Image via The Road Ahead

Prosopopoeia

Jasper drew the curtain aside an inch and peered out. The pit was full just as Valentina had said, not that he questioned her word. He just wanted to see for himself. The three tiers rising around the pit were also full to brimming.

The agitators he had sent into the pit appeared to have carried on the work they had already done on the streets, in the market queues and in the tavernas in the days leading up to opening night. The right words in the right ears had the entire theatre was buzzing with the rumours of Cardinal Alessandro Medici. Jasper knew they were divided in opinion and was glad. He didn’t want to convert them all with mere street conjecture.

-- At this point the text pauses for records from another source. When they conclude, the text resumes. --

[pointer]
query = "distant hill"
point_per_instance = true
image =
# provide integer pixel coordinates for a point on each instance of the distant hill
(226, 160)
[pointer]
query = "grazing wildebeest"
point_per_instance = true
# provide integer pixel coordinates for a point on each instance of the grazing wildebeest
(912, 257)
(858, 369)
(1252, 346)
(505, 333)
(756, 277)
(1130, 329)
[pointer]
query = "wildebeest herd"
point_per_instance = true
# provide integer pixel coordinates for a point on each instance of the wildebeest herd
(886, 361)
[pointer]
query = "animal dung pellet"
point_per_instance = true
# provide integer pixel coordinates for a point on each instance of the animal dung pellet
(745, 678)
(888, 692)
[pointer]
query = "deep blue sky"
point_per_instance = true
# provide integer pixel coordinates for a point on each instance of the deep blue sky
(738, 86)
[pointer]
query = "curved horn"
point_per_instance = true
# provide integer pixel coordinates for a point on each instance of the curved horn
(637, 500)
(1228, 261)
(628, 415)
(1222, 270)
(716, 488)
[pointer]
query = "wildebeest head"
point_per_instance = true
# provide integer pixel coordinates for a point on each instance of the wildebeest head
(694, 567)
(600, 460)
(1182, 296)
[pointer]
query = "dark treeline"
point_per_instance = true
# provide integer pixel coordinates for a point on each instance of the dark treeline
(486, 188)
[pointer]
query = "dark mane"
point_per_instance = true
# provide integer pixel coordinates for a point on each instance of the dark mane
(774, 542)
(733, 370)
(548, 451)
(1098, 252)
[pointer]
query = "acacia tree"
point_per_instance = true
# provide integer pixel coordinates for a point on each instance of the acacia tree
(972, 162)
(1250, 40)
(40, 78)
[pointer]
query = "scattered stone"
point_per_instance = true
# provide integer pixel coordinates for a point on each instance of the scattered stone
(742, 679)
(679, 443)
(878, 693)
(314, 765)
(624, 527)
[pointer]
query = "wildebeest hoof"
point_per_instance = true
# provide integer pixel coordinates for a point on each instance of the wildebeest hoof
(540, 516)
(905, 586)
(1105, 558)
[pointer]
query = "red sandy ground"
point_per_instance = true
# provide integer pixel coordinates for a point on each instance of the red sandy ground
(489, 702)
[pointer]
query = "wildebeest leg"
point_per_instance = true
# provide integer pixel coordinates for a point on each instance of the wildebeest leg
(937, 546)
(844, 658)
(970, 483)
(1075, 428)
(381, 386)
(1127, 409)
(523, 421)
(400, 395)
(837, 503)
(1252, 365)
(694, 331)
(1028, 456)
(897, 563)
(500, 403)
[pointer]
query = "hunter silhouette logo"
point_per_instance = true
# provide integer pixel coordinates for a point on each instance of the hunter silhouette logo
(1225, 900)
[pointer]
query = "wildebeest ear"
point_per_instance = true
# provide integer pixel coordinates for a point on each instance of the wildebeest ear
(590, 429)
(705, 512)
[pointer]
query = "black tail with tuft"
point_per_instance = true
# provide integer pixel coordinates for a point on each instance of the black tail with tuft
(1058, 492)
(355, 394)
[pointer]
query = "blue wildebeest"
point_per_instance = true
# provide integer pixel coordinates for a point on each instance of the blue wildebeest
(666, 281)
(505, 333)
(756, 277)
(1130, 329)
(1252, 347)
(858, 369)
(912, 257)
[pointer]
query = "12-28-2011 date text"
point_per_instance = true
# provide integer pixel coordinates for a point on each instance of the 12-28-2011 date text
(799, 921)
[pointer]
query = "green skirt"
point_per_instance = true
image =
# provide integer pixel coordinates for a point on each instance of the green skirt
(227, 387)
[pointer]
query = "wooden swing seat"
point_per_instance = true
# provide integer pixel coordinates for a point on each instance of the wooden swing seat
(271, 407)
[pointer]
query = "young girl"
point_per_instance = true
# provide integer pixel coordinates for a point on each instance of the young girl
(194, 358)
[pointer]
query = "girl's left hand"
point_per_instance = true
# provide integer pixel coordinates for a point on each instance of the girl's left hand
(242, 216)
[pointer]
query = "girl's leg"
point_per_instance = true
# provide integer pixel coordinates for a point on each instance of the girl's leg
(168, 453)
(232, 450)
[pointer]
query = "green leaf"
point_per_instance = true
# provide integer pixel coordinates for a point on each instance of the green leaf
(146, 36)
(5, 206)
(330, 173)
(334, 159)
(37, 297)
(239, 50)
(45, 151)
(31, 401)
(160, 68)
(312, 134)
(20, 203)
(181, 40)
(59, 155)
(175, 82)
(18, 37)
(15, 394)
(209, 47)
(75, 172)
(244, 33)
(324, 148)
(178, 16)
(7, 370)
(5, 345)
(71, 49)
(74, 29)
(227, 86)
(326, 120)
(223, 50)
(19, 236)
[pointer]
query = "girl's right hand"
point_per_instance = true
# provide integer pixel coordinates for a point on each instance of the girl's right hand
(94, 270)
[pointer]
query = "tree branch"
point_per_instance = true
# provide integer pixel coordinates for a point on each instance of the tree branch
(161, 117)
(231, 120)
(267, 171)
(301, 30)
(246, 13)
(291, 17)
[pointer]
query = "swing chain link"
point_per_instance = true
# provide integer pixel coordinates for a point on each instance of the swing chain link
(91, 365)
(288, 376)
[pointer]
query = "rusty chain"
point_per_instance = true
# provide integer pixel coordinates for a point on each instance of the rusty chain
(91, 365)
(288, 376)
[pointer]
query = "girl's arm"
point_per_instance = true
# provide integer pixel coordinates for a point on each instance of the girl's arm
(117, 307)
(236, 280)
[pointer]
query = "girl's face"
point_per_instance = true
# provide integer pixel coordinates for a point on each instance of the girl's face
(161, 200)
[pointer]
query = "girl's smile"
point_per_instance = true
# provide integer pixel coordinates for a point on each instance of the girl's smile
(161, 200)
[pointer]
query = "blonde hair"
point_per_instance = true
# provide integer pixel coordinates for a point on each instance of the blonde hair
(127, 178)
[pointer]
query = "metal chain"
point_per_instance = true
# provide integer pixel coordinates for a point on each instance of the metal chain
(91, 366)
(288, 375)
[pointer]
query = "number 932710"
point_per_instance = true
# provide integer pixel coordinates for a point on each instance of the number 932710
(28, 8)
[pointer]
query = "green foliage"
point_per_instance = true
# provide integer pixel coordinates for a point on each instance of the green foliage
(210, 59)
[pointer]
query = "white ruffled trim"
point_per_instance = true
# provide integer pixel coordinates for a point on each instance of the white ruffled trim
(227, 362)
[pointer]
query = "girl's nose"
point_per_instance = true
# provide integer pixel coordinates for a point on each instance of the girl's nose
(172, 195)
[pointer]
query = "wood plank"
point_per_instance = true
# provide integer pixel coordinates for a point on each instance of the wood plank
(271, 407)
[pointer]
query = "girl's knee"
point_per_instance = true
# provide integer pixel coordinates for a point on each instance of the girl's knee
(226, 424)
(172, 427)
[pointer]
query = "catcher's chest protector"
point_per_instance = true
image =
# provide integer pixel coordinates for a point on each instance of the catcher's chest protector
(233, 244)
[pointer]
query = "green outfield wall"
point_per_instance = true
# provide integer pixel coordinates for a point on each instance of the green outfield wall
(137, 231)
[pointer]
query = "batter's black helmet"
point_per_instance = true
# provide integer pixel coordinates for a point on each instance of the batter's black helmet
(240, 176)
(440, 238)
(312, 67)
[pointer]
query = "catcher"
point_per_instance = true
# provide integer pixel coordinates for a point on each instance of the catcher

Valentina swore the audience were assembled like spectators at an accident.

A cool hand touched his arm and he let the curtain drop.

“There is still time to call this all off.” Valentina’s face was serious beneath the thick stage make up.

Jasper shook his head.

“I have listened to all you have had to say, my love. But this is something even you cannot sway me from. Not now.”

“You make a powerful enemy Jasper.” She pulled the shawl around her shoulder, as chills ran through her

“No, it is the Cardinal who has made a powerful enemy in me. Look out there Valentina. You cannot argue the power of the theatre. I have waited-”

“You cannot guarantee-”

“I have been careful in writing the script. Without the rumours spread the past few days, people may not have connected the dots. And even then.”

“Trial by public opinion Jasper – is that fair?”

“You cannot be defending him, after what he did to me as a boy – after what he did to all those boys and is probably still doing to them.”

“I am not condoning his behaviour. I am just worried for you Jasper. There is word The Angel of Death is in town.”

“There stories of the Butcher of Capena are just that. Stories. If only I were to think of such extravagant phatasies as a man who kills in the name of the Lord. A wingless angel who walks shoulder to shoulder with ordinary man. Bah!”

“They will shut you down after tonight. We’ll be excommunicated or worse.”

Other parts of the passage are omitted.